In the eight years since the federal minimum wage was last raised, the buying power of a minimum-wage paycheck has fallen 10 percent due to inflation—and this erosion is not even half of the decline in the value that has taken place since the late 1960s. Despite a much richer economy and a more educated, more productive workforce, minimum wage workers today are paid roughly 25 percent less than their counterparts almost 50 years ago.
In Raising the minimum wage to $15 by 2024 would give 41 million working people a raise, EPI Senior Analyst David Cooper looks at the impact of the Raise the Wage Act of 2017, which would gradually raise the federal minimum wage to $15 by 2024, link it to changes in the median wage thereafter, and gradually eliminate the separate, lower minimum wage for tipped workers.

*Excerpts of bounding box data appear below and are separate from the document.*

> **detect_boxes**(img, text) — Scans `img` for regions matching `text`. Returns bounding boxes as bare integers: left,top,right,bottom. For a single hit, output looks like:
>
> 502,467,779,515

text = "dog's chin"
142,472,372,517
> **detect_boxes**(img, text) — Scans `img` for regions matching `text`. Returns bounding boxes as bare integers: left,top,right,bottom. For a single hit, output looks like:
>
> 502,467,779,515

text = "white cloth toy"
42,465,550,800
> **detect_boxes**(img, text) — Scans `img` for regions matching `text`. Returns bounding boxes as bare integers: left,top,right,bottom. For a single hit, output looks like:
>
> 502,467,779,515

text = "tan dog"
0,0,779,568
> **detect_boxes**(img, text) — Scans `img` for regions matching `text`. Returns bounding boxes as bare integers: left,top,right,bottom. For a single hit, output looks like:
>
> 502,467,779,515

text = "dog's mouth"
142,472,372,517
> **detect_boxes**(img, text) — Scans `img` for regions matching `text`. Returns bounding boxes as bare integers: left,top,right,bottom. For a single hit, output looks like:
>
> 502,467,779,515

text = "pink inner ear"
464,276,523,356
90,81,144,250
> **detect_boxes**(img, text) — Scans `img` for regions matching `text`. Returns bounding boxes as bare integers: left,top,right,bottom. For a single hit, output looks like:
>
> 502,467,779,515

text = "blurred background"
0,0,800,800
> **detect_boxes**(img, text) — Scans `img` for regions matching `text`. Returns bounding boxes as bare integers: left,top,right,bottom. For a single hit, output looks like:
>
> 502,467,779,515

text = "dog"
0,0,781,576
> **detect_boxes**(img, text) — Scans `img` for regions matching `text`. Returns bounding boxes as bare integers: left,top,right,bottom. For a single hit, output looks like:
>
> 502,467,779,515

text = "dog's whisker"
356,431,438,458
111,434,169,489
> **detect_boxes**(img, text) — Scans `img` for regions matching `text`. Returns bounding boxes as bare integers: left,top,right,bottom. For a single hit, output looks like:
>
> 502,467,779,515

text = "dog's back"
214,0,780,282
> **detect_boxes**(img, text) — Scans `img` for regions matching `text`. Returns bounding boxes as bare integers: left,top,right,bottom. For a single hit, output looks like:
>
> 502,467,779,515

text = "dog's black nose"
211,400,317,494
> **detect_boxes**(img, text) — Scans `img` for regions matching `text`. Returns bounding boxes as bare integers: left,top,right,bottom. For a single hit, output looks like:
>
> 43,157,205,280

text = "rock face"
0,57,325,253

“Targeting $15 by 2024 is a bold proposal, but it is absolutely necessary—otherwise the minimum wage will never provide a decent wage and overcome the many decades where it rose modestly or not at all.” said EPI President Lawrence Mishel. “Raising the minimum wage to $15 will directly help nearly a third of the workforce, promote robust wage growth, and boost the economy.”
The proposal would directly lift the wages of 22.5 million workers. On average, these low-wage workers would receive a $3.10 increase in their hourly wage, in today’s dollars. For a directly affected worker who works all year, this equals a $5,100 increase in annual wage income, a raise of 31.3 percent. Meanwhile, another 19.0 million workers earning more than $15 would also see their wages increase from a spillover impact as employers adjusted their pay scales to the increase. A total of 41.5 million workers would benefit from this proposal, 29.2 percent of the wage and salary workforce.
“If we raised it to $15 by 2024, for the first time ever, the minimum wage would no longer be a poverty wage,” said Cooper. “Tens of millions of workers, mostly adults who provide more than sixty percent of their family’s income, would benefit from going to $15. This would, in turn, benefit their communities.”
90 percent of workers who would get a raise if the minimum wage were increased to $15 in 2014 are age 20 or older. The average worker who would be affected is 36 years old, and 70 percent are 25 years old or older. The majority of workers work full time, and more than a quarter have children.
Workers of color and women would disproportionately benefit from raising the minimum wage to $15 by 2024, as 40 percent of black workers and one-third of Hispanic workers would receive a raise. A majority of the workers who would be affected are women (55.6 percent). More than 19 million children—nearly a quarter of all children in the United States—would benefit from an increase in their parents’ pay.